Following is excerpt from the a-Python-a-day mailing list. As a example, it shows what i mean by covering the language's functionality as is, sans extraneous lingoe sideshows. If expanded slightly and edited, it can supplant sections 9.0 to 9.4 of the Python tutorial. Languages Tutorials should follow this style.

# in Python, one can define a boxed set
# of data and functions, which are
# traditionally known as "class".

# in the following, we define a set of data
# and functions as a class, and name it xxx

class xxx:
     "a class extempore! (^_^)"
     i=1 # i'm a piece of data
     def okaydokey(self): return "okaydokey"
     def square(self,a): return a*a

# in the following,
# we create a object, of the class xxx.
# aka "instantiate a class".
x = xxx()

# data or functions defined in a class
# are called the class's attributes or
# methods.
# to use them, append a dot and
# their name after the object's name.
print 'value of attribute i is:', x.i
print "3 squared is:", x.square(3)
print "okaydokey called:", x.okaydokey()

# in the definition of function inside a
# class, the first parameter "self" is
# necessary. (you'll know why when you need to)

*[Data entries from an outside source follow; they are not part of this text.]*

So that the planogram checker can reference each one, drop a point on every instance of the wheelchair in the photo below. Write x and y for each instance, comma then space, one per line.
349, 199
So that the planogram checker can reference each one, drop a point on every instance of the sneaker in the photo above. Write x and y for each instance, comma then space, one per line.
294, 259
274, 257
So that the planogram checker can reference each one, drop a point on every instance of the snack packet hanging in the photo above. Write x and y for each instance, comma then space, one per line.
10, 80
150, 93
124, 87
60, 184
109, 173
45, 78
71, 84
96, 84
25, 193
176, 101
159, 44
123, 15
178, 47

# the first line in the class definition
# is the class's documentation. It can
# be accessed thru the __doc__
# attribute.
print "xxx's doc string is:", x.__doc__

# one can change data inside the class
x.i = 400

# one can also add new data to the class
x.j=4
print x.j

# or even override a method
x.square = 333
# (the following line will no longer work)
# print "3 squared is:", x.square(3)

# in Python, one must be careful not to
# overwrite data or methods defined in a
# class.

# for a obfuscated treatment with a few
# extra info, see http://python.org/doc/2.3.4/tut/node11.html

Exhibit: extraneous discombobulation

In the doc for re module “4.2.2 on Matching vs Searching” at http://python.org/doc/2.3.3/lib/matching-searching.html , quote:

Python offers two different primitive operations based on regular expressions: match and search. If you are accustomed to Perl's semantics, the search operation is what you're looking for. See the search() function and corresponding method of compiled regular expression objects.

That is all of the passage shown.